Forensic evidence on packaging containing goods stolen in one of the attacks recovered from Paris Jewels was uncovered, and linked back to members of the group, as well as the connection with London-based jewellers Evsin and Guccuk. Similarly, forensic evidence was detected on a number of items of equipment used by the offenders at more than one crime scene, implicating the organised crime group.

In addition to these connections, the movements and associations of the defendants were mapped using mobile phone evidence and evidence of journeys involving vehicles used by gang members.

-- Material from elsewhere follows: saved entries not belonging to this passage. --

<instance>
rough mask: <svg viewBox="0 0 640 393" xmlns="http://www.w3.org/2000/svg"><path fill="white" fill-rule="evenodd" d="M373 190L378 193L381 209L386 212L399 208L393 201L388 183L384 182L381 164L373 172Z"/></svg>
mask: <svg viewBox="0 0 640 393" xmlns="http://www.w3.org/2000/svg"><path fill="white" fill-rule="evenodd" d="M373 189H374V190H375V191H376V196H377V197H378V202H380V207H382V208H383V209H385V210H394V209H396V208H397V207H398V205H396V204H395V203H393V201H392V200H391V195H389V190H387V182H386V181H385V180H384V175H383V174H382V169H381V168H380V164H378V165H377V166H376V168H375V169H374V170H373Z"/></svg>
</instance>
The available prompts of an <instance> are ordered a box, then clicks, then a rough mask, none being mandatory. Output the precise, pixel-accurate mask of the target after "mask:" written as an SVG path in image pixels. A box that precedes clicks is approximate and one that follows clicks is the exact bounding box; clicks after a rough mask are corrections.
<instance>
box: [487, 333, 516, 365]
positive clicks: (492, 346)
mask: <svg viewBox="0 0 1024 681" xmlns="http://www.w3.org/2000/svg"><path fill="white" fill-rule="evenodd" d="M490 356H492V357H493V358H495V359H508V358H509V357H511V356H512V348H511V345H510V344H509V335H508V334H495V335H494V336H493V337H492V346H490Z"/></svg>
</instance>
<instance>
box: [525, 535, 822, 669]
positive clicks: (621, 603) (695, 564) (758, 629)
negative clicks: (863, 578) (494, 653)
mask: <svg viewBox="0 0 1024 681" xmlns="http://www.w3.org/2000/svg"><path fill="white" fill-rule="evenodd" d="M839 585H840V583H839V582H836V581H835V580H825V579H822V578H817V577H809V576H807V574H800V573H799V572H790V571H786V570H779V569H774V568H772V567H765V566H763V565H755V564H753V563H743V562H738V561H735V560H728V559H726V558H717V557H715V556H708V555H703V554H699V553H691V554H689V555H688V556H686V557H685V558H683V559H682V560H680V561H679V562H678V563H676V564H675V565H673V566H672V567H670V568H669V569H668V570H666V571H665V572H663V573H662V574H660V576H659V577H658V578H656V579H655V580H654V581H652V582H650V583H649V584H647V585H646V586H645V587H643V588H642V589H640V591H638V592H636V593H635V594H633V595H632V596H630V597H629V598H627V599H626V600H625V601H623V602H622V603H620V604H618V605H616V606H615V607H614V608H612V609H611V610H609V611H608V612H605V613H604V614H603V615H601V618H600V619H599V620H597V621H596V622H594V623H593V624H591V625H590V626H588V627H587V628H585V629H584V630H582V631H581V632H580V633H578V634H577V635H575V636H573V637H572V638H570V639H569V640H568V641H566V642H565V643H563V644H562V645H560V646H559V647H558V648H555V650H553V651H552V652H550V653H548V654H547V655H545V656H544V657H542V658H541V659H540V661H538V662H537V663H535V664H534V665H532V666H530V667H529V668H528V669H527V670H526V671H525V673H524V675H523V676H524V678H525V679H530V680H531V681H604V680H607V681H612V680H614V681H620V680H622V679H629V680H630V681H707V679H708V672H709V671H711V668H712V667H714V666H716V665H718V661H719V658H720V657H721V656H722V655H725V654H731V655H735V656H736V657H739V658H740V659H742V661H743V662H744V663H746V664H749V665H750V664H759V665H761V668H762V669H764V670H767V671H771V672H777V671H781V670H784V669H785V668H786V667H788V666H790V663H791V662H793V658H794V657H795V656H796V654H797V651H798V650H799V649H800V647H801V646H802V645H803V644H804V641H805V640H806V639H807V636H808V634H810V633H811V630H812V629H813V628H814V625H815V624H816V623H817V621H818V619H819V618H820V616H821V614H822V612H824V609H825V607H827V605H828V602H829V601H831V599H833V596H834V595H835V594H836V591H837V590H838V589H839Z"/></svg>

Regular contact between each other and established trips to the capital to dispose of stolen goods were significant in the case being proved against them.

The prosecution case was that Ashley Cumberpatch took a leading role in events, with Kurtis Dilks, and Andrew MacDonald involved in the attacks.

Christopher Yorke was identified as having assisted with the disposal of the stolen items by a trace of his movements.

All the evidence presented combined to create a consistent picture of a ruthless and organised group carrying out targeted attacks over a sustained period, in order for the jury to see the full extent of their actions, and effects on the lives of those they targeted.

Notes to editors

The defendants were convicted as follows:

  • Ashley Cumberpatch and Andrew MacDonald: Three counts of conspiracy to commit burglary; three counts of conspiracy to commit robbery; five counts of converting criminal property.
  • Kurtis Dilks: Three counts of conspiracy to commit burglary; three counts of conspiracy to commit robbery; four counts of converting criminal property and one count of robbery
  • Tevfik Guccuk: Five counts of converting criminal property
  • Sercan Evsin: Four counts of converting criminal property
  • Christopher Yorke: One count of converting criminal property

The gang’s offences included:

  • The theft of the Portland Tiara, worn at the coronation of Edward VII, and a matching brooch from the Harley Gallery in Nottinghamshire
  • Burglary of a private residence in Willoughby on the Wolds
  • Robberies in Carlton, Nottingham and Chilwell, including one at the home of a professional footballer playing in an away match.
  • On each occasion, travelling to Hatton Garden to pass the stolen goods on to Sercan Evsin and Tevfik Guccuk, through their business known as Paris Jewels.
  • Kurtis Dilks’s involvement in a final robbery at the home of a former England international footballer.